While Gordon argued that the employee’s affidavit was insufficient because it failed to demonstrate familiarity with the record keeping practices of the prior assignors along the way, the Court did not agree that that such knowledge was relevant on the standing issue. The employee, the Gordon Court found, sufficiently laid a foundation “for a business record maintained by her employer.” Thus, in her affidavit the employee explained, among other things, that her group is responsible, in the ordinary course of business, for receiving and electronically cataloguing original loan documents and that it was “the normal course of [her employer’s] business to store [the relevant records] as computer entries.” The copies of the records attached to the motion were compared to the original and were, according to the employee, “true and accurate.”

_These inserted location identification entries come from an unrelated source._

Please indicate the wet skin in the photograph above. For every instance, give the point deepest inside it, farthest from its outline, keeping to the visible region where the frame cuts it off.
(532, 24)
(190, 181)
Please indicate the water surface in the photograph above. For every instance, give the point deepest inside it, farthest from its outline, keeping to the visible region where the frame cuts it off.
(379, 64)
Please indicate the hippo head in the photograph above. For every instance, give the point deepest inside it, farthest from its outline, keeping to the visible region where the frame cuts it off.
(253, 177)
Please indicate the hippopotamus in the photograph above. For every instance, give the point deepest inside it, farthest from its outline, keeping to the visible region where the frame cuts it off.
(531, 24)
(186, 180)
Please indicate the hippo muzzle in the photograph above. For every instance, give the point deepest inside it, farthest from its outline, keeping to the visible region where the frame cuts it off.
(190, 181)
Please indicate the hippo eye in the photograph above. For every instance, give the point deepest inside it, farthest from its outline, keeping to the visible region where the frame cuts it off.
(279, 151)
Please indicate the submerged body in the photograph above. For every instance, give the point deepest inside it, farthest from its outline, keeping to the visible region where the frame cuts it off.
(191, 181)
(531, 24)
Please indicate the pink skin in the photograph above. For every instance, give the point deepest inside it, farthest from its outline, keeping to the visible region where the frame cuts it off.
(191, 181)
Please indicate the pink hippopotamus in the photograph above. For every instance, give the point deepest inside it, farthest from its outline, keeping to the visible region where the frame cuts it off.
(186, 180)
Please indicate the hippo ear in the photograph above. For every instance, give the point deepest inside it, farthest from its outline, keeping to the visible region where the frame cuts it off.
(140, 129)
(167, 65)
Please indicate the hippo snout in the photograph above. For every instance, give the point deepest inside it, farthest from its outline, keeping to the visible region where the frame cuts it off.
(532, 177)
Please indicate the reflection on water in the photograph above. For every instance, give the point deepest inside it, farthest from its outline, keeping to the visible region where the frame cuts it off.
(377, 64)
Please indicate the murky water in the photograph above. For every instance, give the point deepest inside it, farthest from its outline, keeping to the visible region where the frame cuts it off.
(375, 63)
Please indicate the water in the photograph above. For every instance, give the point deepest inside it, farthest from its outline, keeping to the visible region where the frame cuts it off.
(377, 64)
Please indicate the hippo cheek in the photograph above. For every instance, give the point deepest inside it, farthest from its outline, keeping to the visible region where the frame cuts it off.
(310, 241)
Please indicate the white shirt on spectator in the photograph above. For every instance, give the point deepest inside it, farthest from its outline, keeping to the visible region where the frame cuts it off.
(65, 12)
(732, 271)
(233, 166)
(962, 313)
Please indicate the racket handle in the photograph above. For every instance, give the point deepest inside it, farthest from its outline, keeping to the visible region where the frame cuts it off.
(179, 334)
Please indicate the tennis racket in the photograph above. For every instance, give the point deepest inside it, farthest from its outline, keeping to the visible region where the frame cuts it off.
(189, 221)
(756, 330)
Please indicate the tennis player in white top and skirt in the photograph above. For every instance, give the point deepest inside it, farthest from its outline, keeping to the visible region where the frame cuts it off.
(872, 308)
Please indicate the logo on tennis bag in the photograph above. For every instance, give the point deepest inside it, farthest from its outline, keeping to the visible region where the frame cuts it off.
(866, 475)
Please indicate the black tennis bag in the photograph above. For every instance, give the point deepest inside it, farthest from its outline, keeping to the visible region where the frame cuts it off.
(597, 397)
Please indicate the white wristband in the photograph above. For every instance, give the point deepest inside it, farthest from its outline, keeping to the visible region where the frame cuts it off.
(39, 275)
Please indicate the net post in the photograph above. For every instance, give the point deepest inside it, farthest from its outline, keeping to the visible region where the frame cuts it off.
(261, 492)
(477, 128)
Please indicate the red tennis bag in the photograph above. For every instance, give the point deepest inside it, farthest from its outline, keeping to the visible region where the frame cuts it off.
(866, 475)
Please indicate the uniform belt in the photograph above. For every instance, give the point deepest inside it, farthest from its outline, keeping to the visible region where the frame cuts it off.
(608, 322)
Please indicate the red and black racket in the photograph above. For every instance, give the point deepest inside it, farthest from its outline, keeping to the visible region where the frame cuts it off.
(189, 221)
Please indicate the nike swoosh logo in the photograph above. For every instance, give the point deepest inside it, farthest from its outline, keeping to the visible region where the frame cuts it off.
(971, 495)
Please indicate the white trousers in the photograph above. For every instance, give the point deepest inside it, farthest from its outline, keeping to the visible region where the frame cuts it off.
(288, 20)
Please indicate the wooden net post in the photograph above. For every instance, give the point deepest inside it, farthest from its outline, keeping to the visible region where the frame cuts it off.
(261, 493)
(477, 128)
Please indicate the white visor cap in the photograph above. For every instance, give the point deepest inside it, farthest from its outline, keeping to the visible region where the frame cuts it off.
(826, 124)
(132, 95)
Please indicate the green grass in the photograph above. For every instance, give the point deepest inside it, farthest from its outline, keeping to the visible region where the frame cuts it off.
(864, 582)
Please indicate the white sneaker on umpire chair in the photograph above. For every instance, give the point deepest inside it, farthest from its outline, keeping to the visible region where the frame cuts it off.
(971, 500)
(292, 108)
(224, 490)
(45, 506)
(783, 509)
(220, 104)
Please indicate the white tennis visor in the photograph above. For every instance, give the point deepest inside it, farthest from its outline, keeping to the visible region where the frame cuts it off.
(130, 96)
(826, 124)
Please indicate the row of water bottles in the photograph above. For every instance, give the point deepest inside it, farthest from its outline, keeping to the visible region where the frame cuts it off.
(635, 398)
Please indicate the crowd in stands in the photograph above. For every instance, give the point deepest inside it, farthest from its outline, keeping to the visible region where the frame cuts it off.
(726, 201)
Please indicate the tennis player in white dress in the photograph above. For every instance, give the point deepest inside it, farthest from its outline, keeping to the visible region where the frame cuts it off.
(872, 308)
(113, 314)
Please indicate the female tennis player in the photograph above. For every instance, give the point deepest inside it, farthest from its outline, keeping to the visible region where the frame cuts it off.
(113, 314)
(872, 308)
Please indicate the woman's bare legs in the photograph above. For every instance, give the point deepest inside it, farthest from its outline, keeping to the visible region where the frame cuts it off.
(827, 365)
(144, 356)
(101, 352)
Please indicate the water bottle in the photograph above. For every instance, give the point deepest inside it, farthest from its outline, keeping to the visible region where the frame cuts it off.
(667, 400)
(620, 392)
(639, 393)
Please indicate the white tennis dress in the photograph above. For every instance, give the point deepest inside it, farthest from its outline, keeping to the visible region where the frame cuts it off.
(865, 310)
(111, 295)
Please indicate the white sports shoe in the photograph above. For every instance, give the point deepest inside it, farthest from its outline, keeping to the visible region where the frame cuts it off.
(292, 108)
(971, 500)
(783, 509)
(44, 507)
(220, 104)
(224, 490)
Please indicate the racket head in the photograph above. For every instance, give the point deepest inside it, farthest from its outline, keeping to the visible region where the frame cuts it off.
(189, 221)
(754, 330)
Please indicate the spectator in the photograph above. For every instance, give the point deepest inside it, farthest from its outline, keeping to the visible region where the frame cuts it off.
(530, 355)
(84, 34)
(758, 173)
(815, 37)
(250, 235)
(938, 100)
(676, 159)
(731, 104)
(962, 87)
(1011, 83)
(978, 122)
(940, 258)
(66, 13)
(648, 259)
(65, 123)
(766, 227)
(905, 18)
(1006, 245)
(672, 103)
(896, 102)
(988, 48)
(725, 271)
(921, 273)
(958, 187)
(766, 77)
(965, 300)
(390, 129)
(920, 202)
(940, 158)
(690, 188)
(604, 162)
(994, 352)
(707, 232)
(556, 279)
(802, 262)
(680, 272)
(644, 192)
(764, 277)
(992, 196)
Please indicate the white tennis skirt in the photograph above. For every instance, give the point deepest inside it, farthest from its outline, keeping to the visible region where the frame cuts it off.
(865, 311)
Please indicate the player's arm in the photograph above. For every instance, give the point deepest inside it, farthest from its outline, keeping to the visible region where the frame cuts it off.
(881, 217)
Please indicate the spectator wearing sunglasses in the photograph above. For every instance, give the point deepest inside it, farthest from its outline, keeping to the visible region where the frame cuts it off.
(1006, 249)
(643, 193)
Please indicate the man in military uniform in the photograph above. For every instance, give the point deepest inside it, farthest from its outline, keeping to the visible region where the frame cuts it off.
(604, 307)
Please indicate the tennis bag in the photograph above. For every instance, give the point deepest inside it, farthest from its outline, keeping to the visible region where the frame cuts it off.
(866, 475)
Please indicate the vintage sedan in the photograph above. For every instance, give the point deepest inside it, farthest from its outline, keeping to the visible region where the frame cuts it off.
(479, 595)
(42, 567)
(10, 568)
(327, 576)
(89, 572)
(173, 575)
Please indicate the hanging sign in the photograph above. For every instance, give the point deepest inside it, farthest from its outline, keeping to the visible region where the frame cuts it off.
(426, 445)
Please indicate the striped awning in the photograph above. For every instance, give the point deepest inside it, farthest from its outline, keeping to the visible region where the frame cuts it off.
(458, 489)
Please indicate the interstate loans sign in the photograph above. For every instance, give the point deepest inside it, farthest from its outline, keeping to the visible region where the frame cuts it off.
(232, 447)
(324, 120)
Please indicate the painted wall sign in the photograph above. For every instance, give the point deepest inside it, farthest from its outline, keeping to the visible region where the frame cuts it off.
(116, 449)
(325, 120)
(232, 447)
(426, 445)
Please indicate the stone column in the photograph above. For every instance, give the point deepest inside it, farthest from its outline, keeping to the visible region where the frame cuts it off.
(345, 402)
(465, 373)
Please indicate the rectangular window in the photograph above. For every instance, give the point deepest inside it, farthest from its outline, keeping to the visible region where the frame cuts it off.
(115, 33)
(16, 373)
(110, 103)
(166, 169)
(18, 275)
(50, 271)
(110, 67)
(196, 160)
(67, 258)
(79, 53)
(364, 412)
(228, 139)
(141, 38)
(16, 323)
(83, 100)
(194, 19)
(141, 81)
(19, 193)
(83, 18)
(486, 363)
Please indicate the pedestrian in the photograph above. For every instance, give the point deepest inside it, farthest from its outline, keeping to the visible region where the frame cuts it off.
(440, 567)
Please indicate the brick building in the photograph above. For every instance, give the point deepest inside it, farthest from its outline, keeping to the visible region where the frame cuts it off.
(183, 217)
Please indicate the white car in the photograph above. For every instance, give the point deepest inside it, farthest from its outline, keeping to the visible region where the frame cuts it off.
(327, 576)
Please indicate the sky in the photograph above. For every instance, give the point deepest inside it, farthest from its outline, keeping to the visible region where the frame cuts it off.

The Court, however, determined that the Supreme Court should not have granted summary judgment to BONY because it failed to meet its “burden of demonstrating that [Gordon] defaulted in the repayment of the subject note.” The Court reiterated that a lender in a foreclosure action meets its prima facie burden by producing a copy of the mortgage, the unpaid note, and evidence of default and that “[a] plaintiff may establish a payment default by an admission made in response to a notice to admit, by an affidavit from a person having personal knowledge of the facts, or by other evidence in admissible form.” (Citations, internal quotation marks and brackets omitted.)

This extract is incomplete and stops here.